Die alten Straßenbahnen bestanden aus einem Triebwagen und einem oder zwei
Anhängern. Diese angehängten Klapperkisten konnten - weil sie keine eigenen
Motoren besaßen - zwar bergauf empfindlich zur Last fallen, sie waren aber
nicht in der Lage, unabhängig Bremsstrom zu erzeugen. Die steile Abfahrt war
sowieso nicht ungefährlich, da sich beispielsweise in einer der Kurven einige
Weichen befanden. Eines Tages passierte das, wasirgendwann passieren mußte. Die
Straßenbahn wurde unterhalb des Belvederes (des Lustschlößchens der Königin
Anna) immer schneller, und die Fahrerin verließ sich auf die sonst immer
zuverlässige Bremsanlage - obwohl diese nicht mit mehreren Bremskreisen
ausgestattet war. Ihr schmaler und niedrig liegender Wagentyp - im Volksmund
»U-Boot« genannt - hatte etwas kleinere Räder als die rundlicheren Modelle, die
Strecke war naß, und beide Wagen waren voll besetzt. Die Fahrerin genoß das
Tempo viel zu lange, bis es irgendwann zu spät war. Bei der anschließenden
Vollbremsung sprang das Doppelgespann wie ein wütendes Walroß aus der ersten,
leider in der Kurve liegenden Weiche, fuhr auf der Pflasterung geradeaus und
kippte dabei um. Und bevor der Vorderwagen in die Stützmauer des Berghangs
krachte, hatte sich der Anhänger mehrmals überschlagen. Das Blut der
Passagiere, die aus den kaputten Fenstern und der offenen Plattform des
Anhängers hinausgeschleudert worden waren, verfärbte die Unglückskreuzung in
unterschiedlichen Rottönen.

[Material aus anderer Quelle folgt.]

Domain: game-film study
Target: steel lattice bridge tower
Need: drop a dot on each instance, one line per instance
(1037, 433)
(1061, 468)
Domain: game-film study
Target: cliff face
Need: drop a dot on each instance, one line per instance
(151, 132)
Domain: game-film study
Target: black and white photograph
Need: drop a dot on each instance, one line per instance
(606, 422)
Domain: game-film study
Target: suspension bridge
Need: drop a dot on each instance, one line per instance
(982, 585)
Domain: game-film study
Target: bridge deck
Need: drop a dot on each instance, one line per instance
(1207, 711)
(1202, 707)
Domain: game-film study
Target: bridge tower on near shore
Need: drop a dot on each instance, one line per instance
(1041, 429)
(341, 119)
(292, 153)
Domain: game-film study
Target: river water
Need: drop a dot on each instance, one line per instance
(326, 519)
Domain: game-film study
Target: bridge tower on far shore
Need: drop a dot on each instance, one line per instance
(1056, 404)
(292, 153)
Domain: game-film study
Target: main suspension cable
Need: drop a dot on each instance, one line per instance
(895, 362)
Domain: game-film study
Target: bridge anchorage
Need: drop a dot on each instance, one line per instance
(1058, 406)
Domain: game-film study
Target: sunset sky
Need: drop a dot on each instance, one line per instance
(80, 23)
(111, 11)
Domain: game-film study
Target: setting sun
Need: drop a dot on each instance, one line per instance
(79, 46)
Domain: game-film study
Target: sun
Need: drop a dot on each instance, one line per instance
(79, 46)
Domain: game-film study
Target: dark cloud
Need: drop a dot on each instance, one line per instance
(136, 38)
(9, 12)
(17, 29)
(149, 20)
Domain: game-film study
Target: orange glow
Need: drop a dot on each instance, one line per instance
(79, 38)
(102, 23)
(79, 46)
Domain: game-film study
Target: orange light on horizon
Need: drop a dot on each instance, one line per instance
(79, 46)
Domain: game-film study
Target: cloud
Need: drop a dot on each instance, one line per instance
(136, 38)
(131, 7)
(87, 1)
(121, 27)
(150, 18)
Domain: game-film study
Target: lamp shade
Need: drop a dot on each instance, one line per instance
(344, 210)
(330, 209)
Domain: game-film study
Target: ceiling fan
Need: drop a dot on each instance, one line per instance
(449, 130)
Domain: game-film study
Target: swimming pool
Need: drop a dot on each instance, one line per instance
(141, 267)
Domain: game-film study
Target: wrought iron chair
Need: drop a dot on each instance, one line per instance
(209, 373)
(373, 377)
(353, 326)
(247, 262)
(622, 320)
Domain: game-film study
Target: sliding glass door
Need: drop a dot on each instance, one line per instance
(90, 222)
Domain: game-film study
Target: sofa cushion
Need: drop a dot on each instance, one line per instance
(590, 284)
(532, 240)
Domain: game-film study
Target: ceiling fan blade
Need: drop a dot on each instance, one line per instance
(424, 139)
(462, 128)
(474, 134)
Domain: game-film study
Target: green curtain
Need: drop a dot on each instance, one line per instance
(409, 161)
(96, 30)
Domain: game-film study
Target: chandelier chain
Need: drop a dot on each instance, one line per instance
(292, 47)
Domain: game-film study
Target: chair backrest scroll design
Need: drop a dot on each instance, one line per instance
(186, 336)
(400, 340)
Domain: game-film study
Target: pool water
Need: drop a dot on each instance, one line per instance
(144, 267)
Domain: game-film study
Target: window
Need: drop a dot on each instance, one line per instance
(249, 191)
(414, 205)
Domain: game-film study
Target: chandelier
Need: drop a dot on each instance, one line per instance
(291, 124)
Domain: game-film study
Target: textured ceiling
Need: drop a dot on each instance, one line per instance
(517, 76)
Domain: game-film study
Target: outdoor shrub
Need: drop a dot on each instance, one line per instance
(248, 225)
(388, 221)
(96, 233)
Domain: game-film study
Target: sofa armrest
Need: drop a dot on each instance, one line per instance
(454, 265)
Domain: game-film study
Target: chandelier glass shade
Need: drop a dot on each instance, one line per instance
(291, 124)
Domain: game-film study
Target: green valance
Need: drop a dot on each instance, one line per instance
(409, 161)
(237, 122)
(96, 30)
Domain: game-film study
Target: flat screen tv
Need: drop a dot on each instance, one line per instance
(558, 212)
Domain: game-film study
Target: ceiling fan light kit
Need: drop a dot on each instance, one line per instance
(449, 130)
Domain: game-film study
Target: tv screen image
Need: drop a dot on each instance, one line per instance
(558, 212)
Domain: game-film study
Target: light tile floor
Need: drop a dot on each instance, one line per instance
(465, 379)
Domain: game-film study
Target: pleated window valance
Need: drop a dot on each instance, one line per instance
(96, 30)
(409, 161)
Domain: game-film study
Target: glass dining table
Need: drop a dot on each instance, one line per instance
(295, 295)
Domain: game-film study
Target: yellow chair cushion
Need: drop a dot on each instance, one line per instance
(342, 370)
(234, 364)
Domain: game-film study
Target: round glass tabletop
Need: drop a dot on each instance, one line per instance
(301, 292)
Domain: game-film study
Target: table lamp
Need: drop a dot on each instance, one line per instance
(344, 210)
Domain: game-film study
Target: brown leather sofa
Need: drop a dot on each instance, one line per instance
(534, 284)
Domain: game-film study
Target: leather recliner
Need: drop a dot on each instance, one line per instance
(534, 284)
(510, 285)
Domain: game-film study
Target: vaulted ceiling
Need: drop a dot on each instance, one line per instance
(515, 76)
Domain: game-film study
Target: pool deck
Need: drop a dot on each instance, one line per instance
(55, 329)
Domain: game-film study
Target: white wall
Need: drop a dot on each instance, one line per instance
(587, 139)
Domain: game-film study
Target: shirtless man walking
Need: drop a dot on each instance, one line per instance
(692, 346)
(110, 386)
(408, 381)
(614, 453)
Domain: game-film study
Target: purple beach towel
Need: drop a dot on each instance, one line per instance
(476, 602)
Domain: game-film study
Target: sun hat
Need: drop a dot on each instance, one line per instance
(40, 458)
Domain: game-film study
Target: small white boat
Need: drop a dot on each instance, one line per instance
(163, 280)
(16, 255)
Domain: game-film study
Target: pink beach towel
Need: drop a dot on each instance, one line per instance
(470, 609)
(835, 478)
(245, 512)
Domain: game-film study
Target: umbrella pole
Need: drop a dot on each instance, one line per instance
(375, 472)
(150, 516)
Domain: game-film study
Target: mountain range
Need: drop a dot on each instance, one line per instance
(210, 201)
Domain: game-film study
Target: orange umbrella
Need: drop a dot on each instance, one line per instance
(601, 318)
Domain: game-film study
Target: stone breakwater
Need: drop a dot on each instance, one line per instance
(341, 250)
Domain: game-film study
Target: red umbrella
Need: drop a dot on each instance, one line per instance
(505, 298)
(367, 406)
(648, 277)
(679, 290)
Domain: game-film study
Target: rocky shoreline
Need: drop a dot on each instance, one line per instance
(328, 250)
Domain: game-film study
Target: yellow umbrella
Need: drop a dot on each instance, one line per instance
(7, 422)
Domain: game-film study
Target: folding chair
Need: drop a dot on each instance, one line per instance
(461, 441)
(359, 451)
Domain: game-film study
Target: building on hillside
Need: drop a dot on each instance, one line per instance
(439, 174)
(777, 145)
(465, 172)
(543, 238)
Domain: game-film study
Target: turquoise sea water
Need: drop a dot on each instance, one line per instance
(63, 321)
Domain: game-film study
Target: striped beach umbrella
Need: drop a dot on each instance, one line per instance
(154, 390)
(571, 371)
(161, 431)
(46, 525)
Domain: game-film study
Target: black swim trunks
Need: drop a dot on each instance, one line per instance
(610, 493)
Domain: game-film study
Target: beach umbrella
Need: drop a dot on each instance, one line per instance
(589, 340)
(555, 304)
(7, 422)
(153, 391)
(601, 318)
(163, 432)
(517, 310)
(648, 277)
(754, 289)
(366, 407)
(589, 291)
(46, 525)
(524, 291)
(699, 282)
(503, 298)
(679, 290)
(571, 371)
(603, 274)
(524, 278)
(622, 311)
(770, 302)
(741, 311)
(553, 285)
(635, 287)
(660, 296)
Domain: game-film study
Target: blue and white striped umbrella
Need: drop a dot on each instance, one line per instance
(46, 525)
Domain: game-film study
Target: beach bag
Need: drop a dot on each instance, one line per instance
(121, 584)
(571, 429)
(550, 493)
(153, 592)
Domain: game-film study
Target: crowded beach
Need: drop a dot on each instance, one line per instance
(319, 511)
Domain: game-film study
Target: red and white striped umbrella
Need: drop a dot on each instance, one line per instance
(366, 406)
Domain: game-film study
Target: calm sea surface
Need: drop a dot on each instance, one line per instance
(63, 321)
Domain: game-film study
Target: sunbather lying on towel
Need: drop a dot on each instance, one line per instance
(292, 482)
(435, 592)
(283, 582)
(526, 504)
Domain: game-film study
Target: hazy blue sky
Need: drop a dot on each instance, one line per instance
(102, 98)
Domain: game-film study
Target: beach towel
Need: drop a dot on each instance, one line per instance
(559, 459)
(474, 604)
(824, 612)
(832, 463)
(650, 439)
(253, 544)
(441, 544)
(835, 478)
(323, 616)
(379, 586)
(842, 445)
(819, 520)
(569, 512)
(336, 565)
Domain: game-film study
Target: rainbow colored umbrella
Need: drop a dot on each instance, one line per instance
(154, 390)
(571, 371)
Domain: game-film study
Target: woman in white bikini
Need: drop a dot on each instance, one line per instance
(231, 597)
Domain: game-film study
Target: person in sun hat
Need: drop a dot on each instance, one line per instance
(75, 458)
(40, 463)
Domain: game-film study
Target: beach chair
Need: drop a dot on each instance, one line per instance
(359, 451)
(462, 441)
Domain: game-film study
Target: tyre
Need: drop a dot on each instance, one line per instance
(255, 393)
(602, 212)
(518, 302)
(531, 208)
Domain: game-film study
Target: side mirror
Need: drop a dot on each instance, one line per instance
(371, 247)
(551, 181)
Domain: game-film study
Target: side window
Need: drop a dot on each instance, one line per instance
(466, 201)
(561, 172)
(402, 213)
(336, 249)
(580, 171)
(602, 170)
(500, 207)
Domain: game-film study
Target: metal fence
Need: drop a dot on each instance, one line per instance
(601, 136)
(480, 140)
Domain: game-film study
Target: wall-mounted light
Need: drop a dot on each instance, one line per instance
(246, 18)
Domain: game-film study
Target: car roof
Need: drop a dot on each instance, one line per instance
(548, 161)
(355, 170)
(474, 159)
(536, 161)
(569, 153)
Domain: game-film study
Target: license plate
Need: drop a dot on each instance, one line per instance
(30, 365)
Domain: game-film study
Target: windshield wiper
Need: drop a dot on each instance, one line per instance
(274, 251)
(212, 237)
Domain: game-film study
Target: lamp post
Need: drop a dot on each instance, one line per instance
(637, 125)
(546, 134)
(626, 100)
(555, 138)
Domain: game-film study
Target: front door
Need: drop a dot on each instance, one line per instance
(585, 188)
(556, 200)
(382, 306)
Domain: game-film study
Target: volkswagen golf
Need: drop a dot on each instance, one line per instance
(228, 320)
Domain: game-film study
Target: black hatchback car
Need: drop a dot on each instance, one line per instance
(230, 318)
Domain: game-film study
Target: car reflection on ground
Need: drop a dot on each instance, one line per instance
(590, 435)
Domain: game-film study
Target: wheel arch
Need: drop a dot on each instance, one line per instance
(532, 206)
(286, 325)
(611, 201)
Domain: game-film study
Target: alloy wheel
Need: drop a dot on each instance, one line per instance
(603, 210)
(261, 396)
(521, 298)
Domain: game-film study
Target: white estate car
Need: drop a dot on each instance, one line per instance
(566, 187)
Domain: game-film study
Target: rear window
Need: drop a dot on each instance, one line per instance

Und da es nicht sofort gerann, floß es in kleinen
Rinnsalen die abfallende Straße hinunter. Die düsteren Statuen des Mystikers
und Symbolisten Frantisek Bilek, die auf der gegenüberliegenden Seite der
Kreuzung vor Bileks ehemaliger Villa standen und dort immer noch stehen,
schauten dem Großereignis hocherregt zu.
    - Endlich
ein Schritt in die richtige Richtung! Auf zur Apokalypse! wieherte es lautlos
aus ihren aufgerissenen Mündern.
    Nachdem
die Verletzten abtransportiert worden waren, mußte die Kreuzung gesäubert
werden. Die Feuerwehr bespritzte die Pflasterung so lange und gründlich, daß
sich das gerötete Wasser bis nach unten ins Moldautal vorarbeiten konnte; es
rann durch die Rillen der Schienen und folgte brav auch den schärfsten Kurven.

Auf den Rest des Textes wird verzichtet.